The E variant retains the two trips of Balak after Balaam and the two blessings that were given instead of cursings. But E varies from J in that E does not let Balaam speak the two blessings of his own initiative.

The most characteristic element in the E variant, according to Mowinckel, however, is the religious. The folk-saga has become legend. Balaam has now become the pious man of God, whereas he had been no more than a professional seer. Now, in all matters, he waits for the command of Elohim.

Another tell-tale sign of E is to be seen in the preference for dream or semi-awake periods of revelation in the night. No longer is there the daylight vision of the angel; in E it is replaced by night visions and dreams.

The disgraceful expedient of the donkey is dismissed.

So, Mowinckel summarizes, in the E variant there are no new elements. Rather we are to see in E a "deforming" [read "demythologizing”] of the J section under the influence of the religious way of thinking of the later period.1

 

Mowinckel’s is a kill-joy approach

 

Moving on to pp. 92-95 of Ronald Barclay Allen’s dissertation, we read of the un-wanted effect of the JEDP method of textual fragmentation:

 

The so-called "Documentary Hypothesis," which received its formal exposition in the writings of Wellhausen, Driver, et al.,2 is felt to be demonstrated as "beyond all doubt" by Mowinckel in the treatise surveyed above. His second sentence states confidently this operating pre- mise: "Es besteht fur mich daruber gar kein Zweifel, dass die von Wellhausen and Bantsch vorgenommene Scheldung in der Hauptsache das Richtige getroffen hat."3

This article may be stated to be "Exhibit A" in the defense of literary-critical analysis. In opposition to revisionists such as von Gall and Gressmann, and in ignorance or disregard of critical "heretics" such as Lohr--Mowinckel methodically sloshes through the quagmire of the reasoning of source-analysis. After almost forty pages of closely printed text, he concludes where he began. Wellhausen is indeed correct: "Daraus ergibt sich erstens, dass die von anderen Kriterien heraus vorgenommene Quellen- schceidung Wellhausens und anderer . . . die richtige ist.”1

This is not the place to attempt to present a thoroughgoing refutation of literary-criticism;2 such has been done well by others.3 It is enough simply to display the manner of argumentation by Mowinckel in detail (as done above), in order to exhibit the logical and scientific flaws of the literary-critical hypothesis.

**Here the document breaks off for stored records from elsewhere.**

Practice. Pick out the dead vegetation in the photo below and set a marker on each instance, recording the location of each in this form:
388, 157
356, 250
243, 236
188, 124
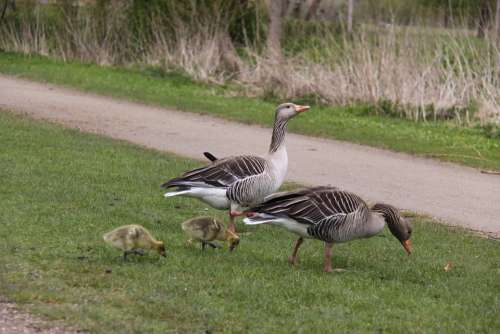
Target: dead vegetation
414, 72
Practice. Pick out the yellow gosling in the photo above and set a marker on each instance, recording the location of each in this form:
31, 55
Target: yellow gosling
206, 229
133, 239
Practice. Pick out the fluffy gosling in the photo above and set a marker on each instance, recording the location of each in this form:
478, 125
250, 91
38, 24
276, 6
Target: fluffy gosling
206, 229
133, 239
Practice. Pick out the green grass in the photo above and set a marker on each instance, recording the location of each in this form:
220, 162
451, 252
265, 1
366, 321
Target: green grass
469, 146
61, 189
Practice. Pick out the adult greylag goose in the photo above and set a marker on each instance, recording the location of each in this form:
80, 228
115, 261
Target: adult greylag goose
330, 215
240, 181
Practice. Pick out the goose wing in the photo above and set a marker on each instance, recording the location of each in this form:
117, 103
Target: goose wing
221, 173
312, 206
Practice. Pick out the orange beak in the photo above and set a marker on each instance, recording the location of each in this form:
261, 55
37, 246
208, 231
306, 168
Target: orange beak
301, 108
407, 246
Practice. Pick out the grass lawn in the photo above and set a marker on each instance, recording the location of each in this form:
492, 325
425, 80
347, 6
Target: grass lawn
439, 140
61, 189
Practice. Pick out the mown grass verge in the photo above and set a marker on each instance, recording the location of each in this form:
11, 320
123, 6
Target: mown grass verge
61, 189
441, 140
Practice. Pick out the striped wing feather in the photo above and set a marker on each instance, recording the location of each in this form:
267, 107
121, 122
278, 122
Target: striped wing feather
313, 205
221, 173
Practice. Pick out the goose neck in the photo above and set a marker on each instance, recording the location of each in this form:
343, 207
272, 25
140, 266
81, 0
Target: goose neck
278, 137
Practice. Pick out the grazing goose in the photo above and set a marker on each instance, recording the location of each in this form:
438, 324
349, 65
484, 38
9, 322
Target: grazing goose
206, 229
330, 215
133, 239
210, 156
240, 181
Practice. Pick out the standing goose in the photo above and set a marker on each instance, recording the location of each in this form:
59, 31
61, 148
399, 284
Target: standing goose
330, 215
240, 181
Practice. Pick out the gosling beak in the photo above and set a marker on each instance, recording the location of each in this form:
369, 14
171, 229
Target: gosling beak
301, 108
407, 245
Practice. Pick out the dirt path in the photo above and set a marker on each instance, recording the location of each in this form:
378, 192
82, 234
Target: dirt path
459, 195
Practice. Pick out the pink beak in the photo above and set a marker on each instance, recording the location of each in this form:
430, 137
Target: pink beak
301, 108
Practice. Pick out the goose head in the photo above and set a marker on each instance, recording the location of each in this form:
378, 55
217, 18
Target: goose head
398, 226
286, 111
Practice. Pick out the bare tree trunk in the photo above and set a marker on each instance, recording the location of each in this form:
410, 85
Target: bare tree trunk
229, 55
276, 9
350, 10
4, 10
497, 21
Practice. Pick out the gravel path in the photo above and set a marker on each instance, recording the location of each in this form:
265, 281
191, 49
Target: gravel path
458, 195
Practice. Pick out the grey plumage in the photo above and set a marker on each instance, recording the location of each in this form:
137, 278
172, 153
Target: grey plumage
239, 181
329, 214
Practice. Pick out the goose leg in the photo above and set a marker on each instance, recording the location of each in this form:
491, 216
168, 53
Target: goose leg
294, 259
328, 258
125, 254
233, 213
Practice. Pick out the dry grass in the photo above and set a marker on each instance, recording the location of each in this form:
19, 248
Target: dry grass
415, 73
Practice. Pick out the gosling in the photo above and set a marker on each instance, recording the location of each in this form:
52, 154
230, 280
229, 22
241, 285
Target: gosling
133, 239
206, 229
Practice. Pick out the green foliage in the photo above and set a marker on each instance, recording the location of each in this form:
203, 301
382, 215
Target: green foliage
62, 189
443, 140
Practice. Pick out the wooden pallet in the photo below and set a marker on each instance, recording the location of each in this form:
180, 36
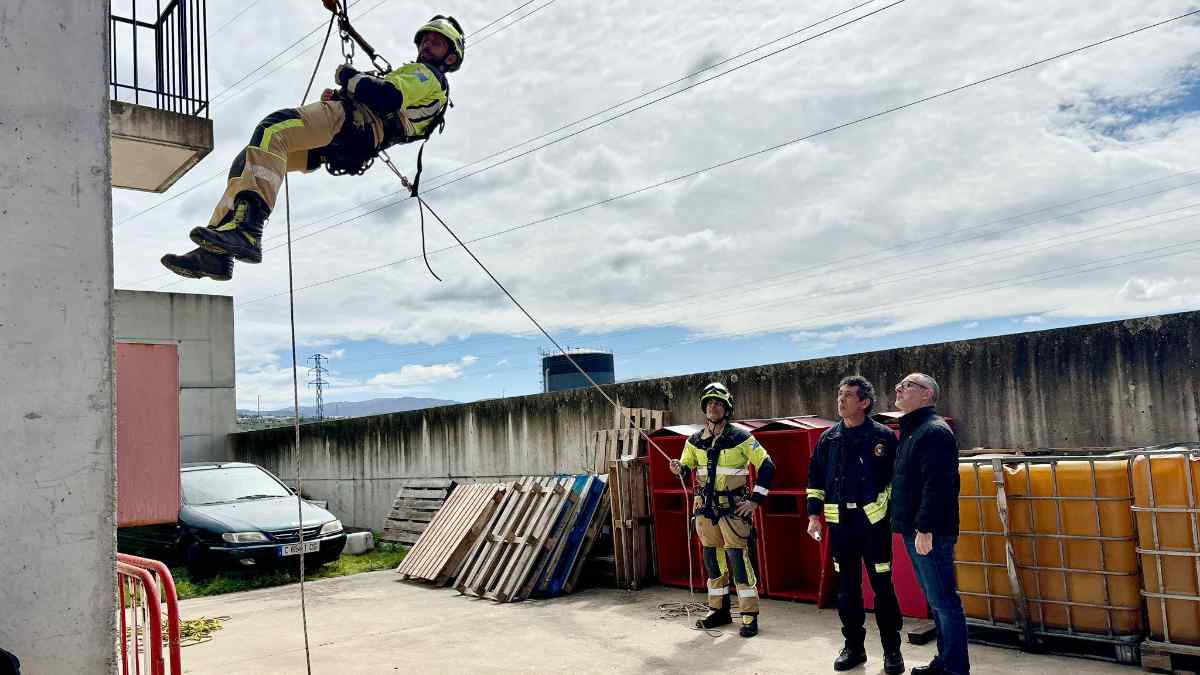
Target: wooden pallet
442, 548
516, 539
624, 440
633, 536
413, 508
568, 553
641, 418
1169, 657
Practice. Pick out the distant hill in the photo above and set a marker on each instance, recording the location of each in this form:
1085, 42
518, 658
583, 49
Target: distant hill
357, 408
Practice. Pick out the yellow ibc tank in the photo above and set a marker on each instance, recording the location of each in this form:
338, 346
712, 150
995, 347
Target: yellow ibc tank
1073, 543
979, 555
1175, 489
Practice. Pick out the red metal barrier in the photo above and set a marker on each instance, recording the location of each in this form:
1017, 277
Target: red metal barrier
139, 599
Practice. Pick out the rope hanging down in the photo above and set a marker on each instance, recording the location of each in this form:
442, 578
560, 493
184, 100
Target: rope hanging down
666, 609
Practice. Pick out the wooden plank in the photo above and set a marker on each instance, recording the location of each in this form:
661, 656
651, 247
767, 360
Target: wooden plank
430, 483
420, 505
546, 571
421, 494
492, 553
448, 527
477, 549
526, 549
594, 514
448, 535
424, 515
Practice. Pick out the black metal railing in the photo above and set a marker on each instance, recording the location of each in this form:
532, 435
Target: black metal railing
174, 75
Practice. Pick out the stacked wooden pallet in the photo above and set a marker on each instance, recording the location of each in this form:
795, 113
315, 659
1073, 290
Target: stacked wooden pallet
413, 508
535, 539
580, 531
624, 440
633, 536
442, 548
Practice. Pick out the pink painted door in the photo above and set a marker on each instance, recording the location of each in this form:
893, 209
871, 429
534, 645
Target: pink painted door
147, 434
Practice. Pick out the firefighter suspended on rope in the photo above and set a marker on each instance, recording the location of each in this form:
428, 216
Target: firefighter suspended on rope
721, 457
343, 131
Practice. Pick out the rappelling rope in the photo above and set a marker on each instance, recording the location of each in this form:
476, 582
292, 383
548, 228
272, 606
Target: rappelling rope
295, 376
670, 609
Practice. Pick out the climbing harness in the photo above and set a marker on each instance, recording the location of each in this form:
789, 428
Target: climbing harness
352, 155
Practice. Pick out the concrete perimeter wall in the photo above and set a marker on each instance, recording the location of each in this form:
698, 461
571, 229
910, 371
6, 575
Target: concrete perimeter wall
57, 470
1121, 383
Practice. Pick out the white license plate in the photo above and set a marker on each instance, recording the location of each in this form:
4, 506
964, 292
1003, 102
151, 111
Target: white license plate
294, 549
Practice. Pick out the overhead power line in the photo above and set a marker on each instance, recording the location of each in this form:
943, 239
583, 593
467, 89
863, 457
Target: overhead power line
753, 154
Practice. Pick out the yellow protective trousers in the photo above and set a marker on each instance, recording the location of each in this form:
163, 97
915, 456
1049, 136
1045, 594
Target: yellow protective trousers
726, 555
282, 143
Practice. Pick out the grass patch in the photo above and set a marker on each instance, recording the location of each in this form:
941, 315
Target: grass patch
237, 580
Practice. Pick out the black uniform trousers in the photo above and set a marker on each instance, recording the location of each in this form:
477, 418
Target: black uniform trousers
856, 542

Presuppositions of a negative cast are stated, conclusions are drawn, conflicting data are excised as being "intrusions," premises are proved--and the author marvels at the result. One example may suffice. Rather than see a progression and development in the several oracles of Numbers 23 and 24, Mowinckel inverts their order, excises "intrusions" that conflict with his presuppositions, and then "proves" that the songs of chapter 24 are earlier than those of chapter 23 on the basis of presuppositions of historical context and evolution of religion. As for the employment of the word "Yahweh" in Numbers 23:2:1--our author says that this proves "nichts gogen 'E' als Verfasser."1 Yet it was precisely on the basis of the employment of the divine names that the sources were first identified.

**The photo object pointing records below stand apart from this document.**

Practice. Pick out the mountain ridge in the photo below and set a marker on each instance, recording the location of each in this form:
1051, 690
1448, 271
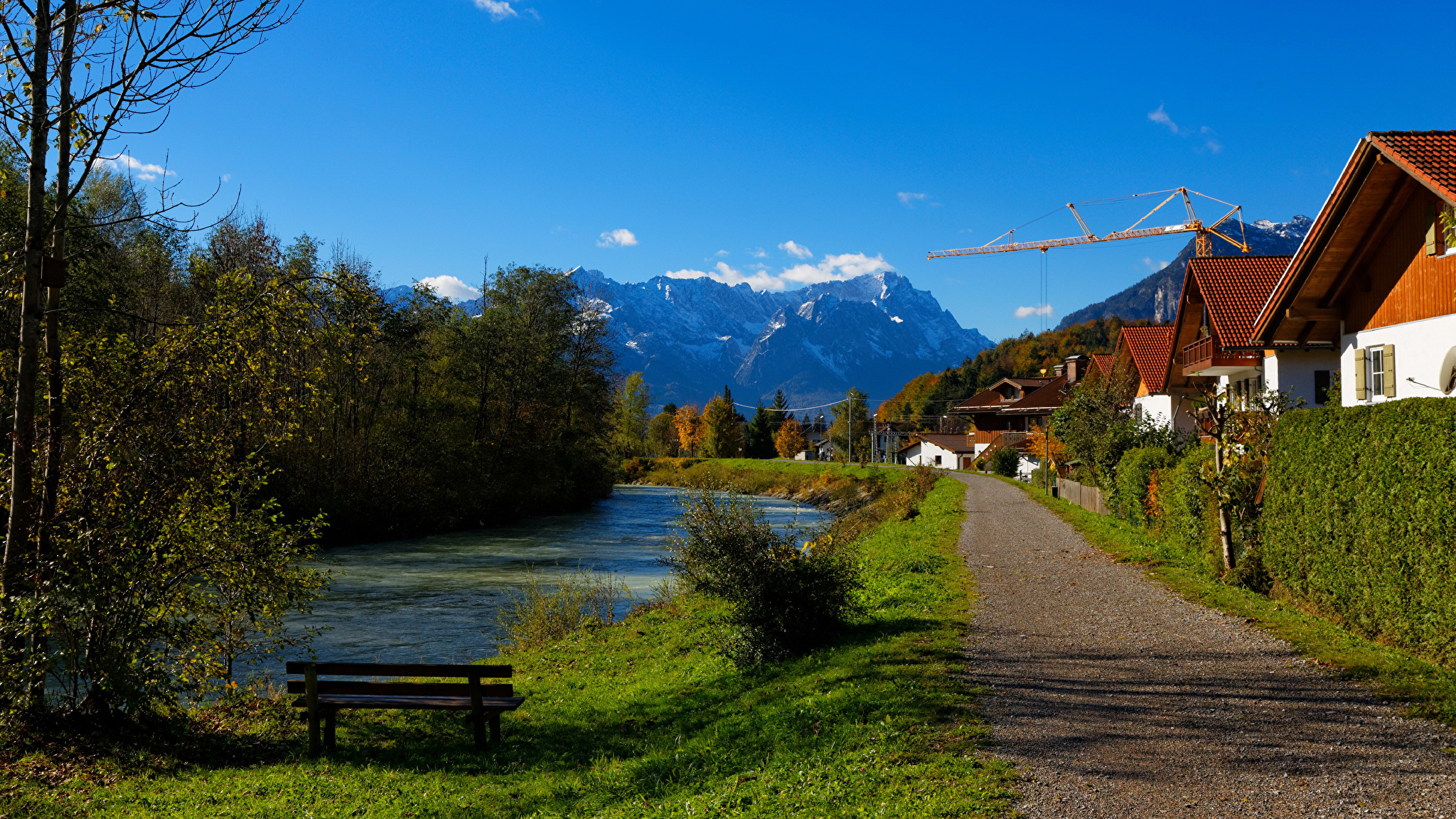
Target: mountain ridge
1157, 296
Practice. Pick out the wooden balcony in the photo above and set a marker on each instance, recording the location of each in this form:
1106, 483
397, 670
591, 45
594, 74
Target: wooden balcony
1204, 358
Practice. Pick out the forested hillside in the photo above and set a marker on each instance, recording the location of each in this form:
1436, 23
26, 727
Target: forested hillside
1024, 356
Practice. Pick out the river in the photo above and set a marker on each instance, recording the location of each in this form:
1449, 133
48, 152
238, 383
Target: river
436, 599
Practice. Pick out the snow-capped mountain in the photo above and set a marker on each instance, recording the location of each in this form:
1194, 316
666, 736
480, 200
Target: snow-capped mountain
1157, 296
690, 337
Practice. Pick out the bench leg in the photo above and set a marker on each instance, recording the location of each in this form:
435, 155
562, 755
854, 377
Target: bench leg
315, 746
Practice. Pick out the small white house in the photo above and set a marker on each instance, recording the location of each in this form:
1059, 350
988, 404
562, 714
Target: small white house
943, 451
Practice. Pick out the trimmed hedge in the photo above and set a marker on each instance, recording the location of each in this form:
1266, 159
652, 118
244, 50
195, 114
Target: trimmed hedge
1360, 519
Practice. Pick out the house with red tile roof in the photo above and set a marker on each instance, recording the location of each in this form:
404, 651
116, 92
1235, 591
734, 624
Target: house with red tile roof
1019, 405
1214, 330
1143, 353
1372, 284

With these circular reasoning and question-begging techniques, our author may seek any historical situation he wishes for a given passage. The word "history" is employed in a very cavalier fashion. It may well be that the mere presentation of the arguments of Mowinckel serves as a most potent argument against the system.

However, the presentation of this material also serves to confirm an observation made in Chapter I of the present paper. Much of the loss of simhat torah in Old Testament studies must be attributed to the atomizing process of critics such as Mowinckel. What delight after all is there in his manner of approach?1 Further, what his approach does to the authority of the Word of God in the mind of the reader is a question of prime importance.